What: Ramadan is the ninth month of the Islamic lunar calendar. It begins with the sighting of the new moon or at the beginning of the lunar month.

How: Fasting is a total abstention from eating, drinking, smoking and sexual activities from dawn until dark. On the spiritual side, Muslims are asked to avoid immoral behavior and anger and show compassion.

Purpose: The intention of fasting is to develop spiritual consciousness, self-control and improvement of health by reducing or eliminating impurities from the body. It also includes becoming aware of the plight of the poor, the hungry and the sick. It is a month of spiritual awareness and of a high sense of social responsibility. 

Who: All healthy Muslims must observe the fasting season. The sick, travelers, children and others are exempted from fasting and can make up the fast at later days. Consult with your imam on the conditions of breaking the fast and whether your children should fast during these long summer days.

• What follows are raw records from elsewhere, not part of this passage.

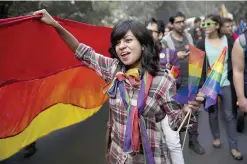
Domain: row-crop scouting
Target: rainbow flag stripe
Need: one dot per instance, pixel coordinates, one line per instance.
(211, 87)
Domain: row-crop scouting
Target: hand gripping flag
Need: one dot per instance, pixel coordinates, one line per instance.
(42, 86)
(211, 87)
(196, 60)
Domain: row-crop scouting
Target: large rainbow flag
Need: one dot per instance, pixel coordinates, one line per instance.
(196, 60)
(43, 87)
(211, 87)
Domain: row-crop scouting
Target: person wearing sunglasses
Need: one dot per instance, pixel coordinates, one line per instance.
(179, 40)
(213, 44)
(168, 58)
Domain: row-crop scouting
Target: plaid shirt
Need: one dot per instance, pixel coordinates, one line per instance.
(159, 103)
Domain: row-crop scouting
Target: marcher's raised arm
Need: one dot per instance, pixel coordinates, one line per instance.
(68, 38)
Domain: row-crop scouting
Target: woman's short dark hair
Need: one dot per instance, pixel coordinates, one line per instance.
(217, 19)
(149, 57)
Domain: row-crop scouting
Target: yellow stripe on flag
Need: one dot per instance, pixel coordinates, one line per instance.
(53, 118)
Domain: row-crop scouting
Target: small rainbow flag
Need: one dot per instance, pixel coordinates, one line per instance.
(196, 60)
(175, 71)
(211, 87)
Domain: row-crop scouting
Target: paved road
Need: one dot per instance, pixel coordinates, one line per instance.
(83, 143)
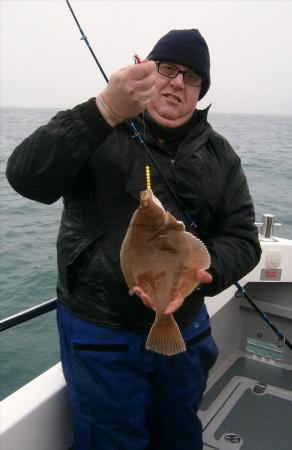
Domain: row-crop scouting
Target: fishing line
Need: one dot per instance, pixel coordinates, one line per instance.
(242, 293)
(121, 26)
(84, 38)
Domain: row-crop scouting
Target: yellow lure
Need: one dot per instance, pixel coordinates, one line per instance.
(148, 182)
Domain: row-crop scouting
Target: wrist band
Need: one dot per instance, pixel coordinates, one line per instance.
(108, 109)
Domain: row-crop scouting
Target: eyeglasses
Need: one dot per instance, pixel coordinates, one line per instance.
(171, 71)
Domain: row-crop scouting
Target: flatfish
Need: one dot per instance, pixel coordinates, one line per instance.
(160, 257)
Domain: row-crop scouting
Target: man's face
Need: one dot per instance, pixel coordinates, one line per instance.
(173, 101)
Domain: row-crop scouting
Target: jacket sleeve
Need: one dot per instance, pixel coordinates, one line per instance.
(46, 164)
(233, 242)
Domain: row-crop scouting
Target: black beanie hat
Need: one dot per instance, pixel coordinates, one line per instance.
(186, 47)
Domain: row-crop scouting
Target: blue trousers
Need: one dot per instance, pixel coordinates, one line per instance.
(124, 397)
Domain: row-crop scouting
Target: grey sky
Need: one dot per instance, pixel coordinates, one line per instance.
(44, 63)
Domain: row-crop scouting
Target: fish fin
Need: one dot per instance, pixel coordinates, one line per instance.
(165, 336)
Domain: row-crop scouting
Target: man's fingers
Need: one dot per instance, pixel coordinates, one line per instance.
(143, 70)
(203, 277)
(143, 296)
(174, 305)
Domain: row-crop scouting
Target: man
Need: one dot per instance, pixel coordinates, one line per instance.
(124, 397)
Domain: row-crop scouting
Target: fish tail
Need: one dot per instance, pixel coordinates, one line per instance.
(165, 336)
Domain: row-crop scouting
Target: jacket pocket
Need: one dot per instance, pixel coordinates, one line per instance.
(80, 260)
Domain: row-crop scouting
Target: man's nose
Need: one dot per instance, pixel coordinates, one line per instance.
(178, 81)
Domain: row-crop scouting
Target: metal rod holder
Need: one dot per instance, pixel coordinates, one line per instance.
(266, 227)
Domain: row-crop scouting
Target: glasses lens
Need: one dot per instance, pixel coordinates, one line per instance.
(193, 79)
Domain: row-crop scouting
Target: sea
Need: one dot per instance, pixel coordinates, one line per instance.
(28, 229)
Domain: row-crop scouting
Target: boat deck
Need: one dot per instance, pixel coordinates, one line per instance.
(249, 407)
(248, 401)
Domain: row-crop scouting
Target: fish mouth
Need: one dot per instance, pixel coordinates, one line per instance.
(173, 97)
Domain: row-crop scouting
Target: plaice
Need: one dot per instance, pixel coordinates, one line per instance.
(161, 258)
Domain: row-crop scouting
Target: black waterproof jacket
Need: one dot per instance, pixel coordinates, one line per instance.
(99, 171)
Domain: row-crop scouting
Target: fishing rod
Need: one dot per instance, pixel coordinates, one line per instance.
(136, 134)
(242, 293)
(84, 38)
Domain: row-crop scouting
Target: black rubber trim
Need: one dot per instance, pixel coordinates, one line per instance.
(199, 338)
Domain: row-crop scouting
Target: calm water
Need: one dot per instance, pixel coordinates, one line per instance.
(29, 229)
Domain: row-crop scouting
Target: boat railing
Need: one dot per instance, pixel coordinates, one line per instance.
(28, 314)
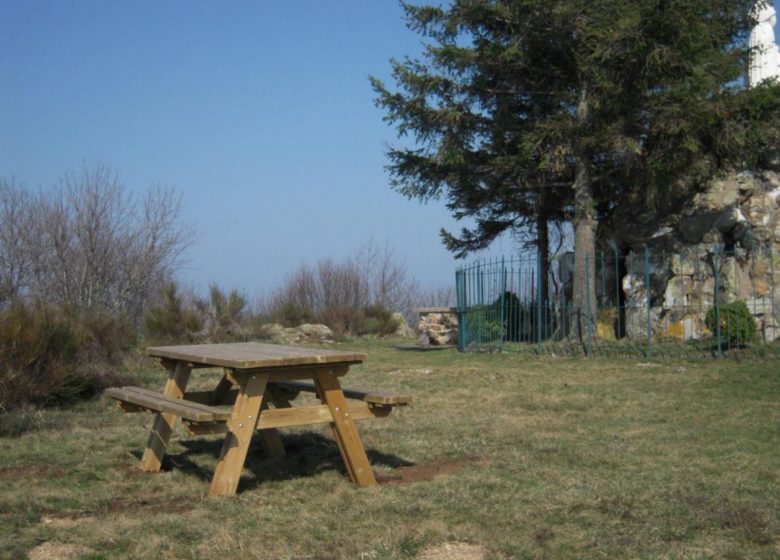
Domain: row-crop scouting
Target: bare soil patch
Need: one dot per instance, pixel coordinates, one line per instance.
(427, 470)
(454, 551)
(56, 551)
(31, 470)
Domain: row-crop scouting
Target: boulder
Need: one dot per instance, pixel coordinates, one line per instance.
(403, 330)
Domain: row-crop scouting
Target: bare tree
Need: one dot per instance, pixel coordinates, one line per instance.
(90, 244)
(14, 258)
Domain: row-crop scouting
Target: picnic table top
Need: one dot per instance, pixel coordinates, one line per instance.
(251, 355)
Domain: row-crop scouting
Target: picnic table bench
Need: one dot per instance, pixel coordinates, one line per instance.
(254, 376)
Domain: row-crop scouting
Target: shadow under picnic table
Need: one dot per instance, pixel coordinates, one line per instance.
(307, 454)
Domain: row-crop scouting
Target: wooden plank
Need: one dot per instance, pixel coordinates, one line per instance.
(164, 421)
(295, 416)
(269, 437)
(375, 397)
(249, 355)
(153, 401)
(241, 424)
(208, 397)
(347, 436)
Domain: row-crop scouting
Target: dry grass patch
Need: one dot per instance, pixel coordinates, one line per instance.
(519, 457)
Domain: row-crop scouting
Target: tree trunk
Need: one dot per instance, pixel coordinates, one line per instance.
(584, 292)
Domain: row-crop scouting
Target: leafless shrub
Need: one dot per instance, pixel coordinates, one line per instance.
(436, 296)
(15, 210)
(340, 293)
(89, 244)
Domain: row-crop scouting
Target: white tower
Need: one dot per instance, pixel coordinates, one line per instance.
(765, 55)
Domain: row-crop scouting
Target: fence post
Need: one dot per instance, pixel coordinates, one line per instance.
(589, 305)
(460, 294)
(480, 318)
(649, 309)
(538, 302)
(502, 313)
(772, 288)
(619, 333)
(716, 259)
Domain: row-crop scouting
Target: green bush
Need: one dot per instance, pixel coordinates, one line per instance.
(484, 324)
(737, 325)
(172, 319)
(291, 314)
(52, 356)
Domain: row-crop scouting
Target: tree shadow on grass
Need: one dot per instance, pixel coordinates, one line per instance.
(307, 454)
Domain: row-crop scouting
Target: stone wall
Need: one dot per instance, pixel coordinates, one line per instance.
(728, 239)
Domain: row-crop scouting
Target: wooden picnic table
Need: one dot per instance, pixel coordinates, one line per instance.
(254, 376)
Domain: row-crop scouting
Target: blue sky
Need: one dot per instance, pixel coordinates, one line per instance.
(259, 113)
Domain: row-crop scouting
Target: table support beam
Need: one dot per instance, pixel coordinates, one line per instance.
(165, 421)
(241, 426)
(344, 430)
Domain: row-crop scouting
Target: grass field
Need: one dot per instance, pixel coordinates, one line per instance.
(501, 456)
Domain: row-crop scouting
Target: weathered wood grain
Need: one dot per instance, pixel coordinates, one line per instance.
(250, 355)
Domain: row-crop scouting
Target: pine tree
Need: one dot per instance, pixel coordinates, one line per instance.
(530, 111)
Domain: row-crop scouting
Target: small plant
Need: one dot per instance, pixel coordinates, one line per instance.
(378, 320)
(736, 324)
(173, 319)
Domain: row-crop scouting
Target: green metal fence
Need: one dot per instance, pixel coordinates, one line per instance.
(703, 302)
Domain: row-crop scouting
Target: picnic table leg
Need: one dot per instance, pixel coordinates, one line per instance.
(344, 430)
(241, 426)
(272, 441)
(164, 421)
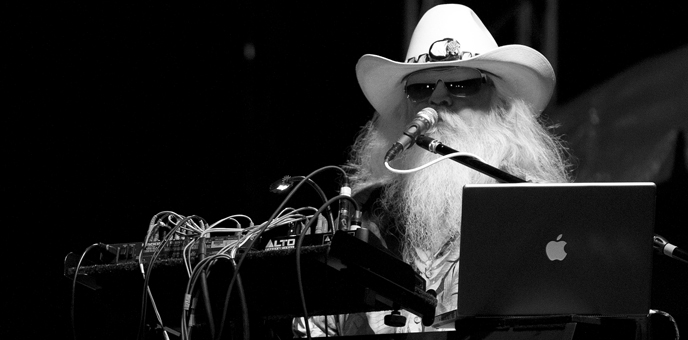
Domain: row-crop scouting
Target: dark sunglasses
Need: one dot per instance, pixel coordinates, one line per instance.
(422, 91)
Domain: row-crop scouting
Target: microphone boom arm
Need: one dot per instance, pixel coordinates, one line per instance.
(435, 146)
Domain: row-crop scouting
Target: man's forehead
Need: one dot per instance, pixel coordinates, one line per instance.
(445, 73)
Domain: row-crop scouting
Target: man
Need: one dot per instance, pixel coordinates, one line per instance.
(489, 101)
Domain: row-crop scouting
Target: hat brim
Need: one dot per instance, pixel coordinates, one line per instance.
(520, 71)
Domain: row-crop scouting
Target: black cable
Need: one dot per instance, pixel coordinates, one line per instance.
(322, 195)
(299, 242)
(262, 230)
(149, 270)
(76, 273)
(205, 290)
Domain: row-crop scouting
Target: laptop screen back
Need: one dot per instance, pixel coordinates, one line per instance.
(547, 249)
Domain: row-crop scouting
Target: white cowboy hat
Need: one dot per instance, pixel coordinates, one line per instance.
(453, 35)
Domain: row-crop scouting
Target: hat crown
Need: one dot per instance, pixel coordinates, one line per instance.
(452, 21)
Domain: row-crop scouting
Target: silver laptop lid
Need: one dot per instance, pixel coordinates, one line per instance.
(545, 249)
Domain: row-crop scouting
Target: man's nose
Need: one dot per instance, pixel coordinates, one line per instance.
(440, 96)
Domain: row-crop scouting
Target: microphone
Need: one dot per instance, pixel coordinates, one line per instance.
(425, 119)
(663, 247)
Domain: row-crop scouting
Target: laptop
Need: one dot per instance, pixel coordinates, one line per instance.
(555, 249)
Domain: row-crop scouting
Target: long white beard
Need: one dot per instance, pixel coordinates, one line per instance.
(428, 202)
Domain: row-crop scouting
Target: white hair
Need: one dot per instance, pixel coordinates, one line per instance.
(426, 205)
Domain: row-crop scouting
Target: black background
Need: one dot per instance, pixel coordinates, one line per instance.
(115, 111)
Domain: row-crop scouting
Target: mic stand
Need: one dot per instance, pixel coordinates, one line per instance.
(435, 146)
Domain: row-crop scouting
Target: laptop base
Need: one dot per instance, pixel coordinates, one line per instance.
(553, 327)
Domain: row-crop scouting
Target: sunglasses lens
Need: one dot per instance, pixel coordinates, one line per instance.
(464, 88)
(419, 92)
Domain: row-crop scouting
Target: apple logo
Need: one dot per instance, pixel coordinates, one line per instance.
(555, 249)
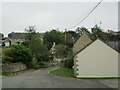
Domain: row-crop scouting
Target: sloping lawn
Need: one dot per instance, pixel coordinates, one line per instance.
(63, 72)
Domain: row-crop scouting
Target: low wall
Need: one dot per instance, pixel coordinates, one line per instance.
(13, 67)
(111, 83)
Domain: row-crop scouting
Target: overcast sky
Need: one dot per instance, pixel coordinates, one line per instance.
(47, 15)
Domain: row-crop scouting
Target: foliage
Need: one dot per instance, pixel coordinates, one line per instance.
(39, 50)
(97, 32)
(1, 35)
(60, 50)
(31, 33)
(19, 53)
(63, 72)
(53, 36)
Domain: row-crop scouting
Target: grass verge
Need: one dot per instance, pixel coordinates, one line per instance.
(12, 73)
(63, 72)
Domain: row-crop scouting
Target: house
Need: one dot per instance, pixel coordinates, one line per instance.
(18, 38)
(96, 60)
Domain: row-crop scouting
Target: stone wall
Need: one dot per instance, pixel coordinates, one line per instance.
(113, 83)
(13, 67)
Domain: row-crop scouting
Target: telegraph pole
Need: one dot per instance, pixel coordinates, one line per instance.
(65, 44)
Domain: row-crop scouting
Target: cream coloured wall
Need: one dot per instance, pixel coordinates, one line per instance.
(97, 60)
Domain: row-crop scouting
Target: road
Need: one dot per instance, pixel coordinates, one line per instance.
(42, 79)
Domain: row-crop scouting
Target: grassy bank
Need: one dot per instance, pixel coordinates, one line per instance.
(12, 73)
(63, 72)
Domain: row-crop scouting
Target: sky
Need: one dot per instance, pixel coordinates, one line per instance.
(16, 16)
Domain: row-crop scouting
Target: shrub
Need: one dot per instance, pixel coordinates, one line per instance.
(19, 53)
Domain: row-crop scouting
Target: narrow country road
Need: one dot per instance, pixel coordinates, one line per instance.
(42, 79)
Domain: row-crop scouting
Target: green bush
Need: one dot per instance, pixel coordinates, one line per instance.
(19, 53)
(69, 63)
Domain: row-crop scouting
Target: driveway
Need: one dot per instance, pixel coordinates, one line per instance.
(42, 79)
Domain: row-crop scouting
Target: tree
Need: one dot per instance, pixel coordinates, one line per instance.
(19, 53)
(97, 32)
(1, 36)
(82, 30)
(39, 50)
(31, 33)
(71, 37)
(53, 36)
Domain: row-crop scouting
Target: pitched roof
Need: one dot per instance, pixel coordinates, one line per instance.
(22, 35)
(115, 47)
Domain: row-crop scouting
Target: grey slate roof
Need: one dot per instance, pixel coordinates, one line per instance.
(22, 35)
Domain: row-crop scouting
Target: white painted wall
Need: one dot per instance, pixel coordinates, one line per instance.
(98, 60)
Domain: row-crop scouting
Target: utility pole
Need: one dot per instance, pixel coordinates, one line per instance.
(65, 44)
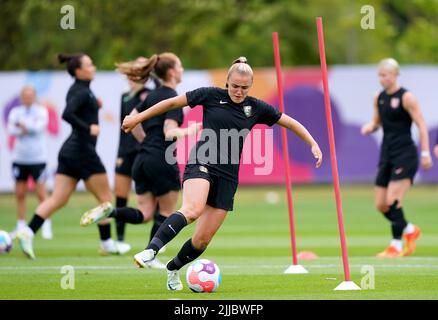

Components: Most Muslims wake up before dawn for suhoor to eat before the fast begins. They breakfast with a meal at night and allocate time for prayers and supplications during the day.

End of Ramadan festival:  At the end of the month, Muslims observe Eidul-Fiter, which is a Thanksgiving Day for Muslims for completing the month of fast and renewing their spiritual connection. It is a major holiday and it includes family gatherings, visitations, gifts and celebrations.